MUSIC

Saturday, July 28, 2007

The Swell Season

Glen Hansard was talking about last October, when he played Iota with Marketa Irglova. "There were about 10 people there," he said. He gazed over the floor of the 9:30 club, filled to capacity Thursday night. "Something's happened." That something is "Once," a low-key romance starring Hansard and Irglova as aspiring musicians, which has become a surprise art-house hit. The 90-minute show, billing the duo as the Swell Season, didn't touch that already-fabled Iota gig in terms of intimacy or raw emotion, but it was technically superior.

The pair's songs -- delicate, personal reflections set mainly to Hansard's acoustic guitar and Irglova's piano -- sounded polished and sturdy, buoyed by striking harmonies and an obvious personal chemistry. Hansard has claimed that he and Irglova shared a brief romantic fling and are now just friends. But watching them interact, especially during the smoldering "If You Want Me," made that claim seem spurious.

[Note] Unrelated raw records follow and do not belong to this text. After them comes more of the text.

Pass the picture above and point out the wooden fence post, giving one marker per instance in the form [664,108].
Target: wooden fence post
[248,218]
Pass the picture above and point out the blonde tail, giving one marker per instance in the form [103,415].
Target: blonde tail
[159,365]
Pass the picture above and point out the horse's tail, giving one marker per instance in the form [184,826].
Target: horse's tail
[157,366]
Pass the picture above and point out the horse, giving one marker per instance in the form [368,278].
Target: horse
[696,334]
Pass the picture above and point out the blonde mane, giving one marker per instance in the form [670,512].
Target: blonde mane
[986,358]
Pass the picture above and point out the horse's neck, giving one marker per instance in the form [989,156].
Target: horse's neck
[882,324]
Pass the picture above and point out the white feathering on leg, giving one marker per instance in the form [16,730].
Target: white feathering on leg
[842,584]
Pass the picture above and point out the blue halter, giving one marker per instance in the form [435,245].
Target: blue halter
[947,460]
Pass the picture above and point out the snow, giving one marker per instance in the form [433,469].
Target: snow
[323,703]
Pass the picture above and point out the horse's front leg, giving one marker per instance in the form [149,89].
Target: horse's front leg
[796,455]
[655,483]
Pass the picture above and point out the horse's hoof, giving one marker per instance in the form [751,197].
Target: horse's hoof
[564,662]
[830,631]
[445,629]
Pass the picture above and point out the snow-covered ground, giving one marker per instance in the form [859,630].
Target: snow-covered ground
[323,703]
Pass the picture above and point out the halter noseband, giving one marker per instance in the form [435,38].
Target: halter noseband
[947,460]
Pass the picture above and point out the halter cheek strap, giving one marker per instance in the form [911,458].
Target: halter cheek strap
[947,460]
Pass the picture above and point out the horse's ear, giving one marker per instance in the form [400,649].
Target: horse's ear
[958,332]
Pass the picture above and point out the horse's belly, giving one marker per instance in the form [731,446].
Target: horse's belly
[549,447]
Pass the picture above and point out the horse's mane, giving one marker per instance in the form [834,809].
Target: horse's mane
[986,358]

Hansard played some tunes from his other band, the Frames, paid homage to Van Morrison ("Into the Mystic") and conducted a pointless romp through Bob Dylan's "You Ain't Going Nowhere." The evening's most telling (and edgiest) interlude, however, was a slashing electric-guitar-and-voice duet with Irglova on the Pixies' "Cactus." Too bad it's not on the soundtrack.

-- Patrick Foster

Roger Clyne and The Peacemakers

The first thing you notice about Roger Clyne and the Peacemakers is the appealing energy and easy charisma of the lanky, angular Clyne. The second thing you realize is, these Arizonans are very good at making catchy, country-tinged rock anthems, which came as no surprise to the crowd singing along Thursday night at the State Theatre.

Guitarist Steve Larson, his black straw cowboy hat shadowing his eyes, provided driving, hook-filled melodies and laid big rock riffs on the rhythmic bedrock provided by bassist Nick Scropos and drummer P.H. Naffah.

Clyne, playing rhythm on a baby-blue electric guitar, was clearly born to be a frontman. With his looks and the band's sound, the effect was a Southwest version of early INXS.

Clyne sang about relationships ("Maybe We Should Fall in Love," "Easy") and goofing off ("Mexico") with a mixture of passion and whimsy, and the set moved at a deliriously rapid pace. (If anything, the show seemed rushed, as if the band was running late to a dinner.)

So far, Clyne's claim to fame is the theme song to the Fox series "King of the Hill." His records and concerts deserve a bigger audience.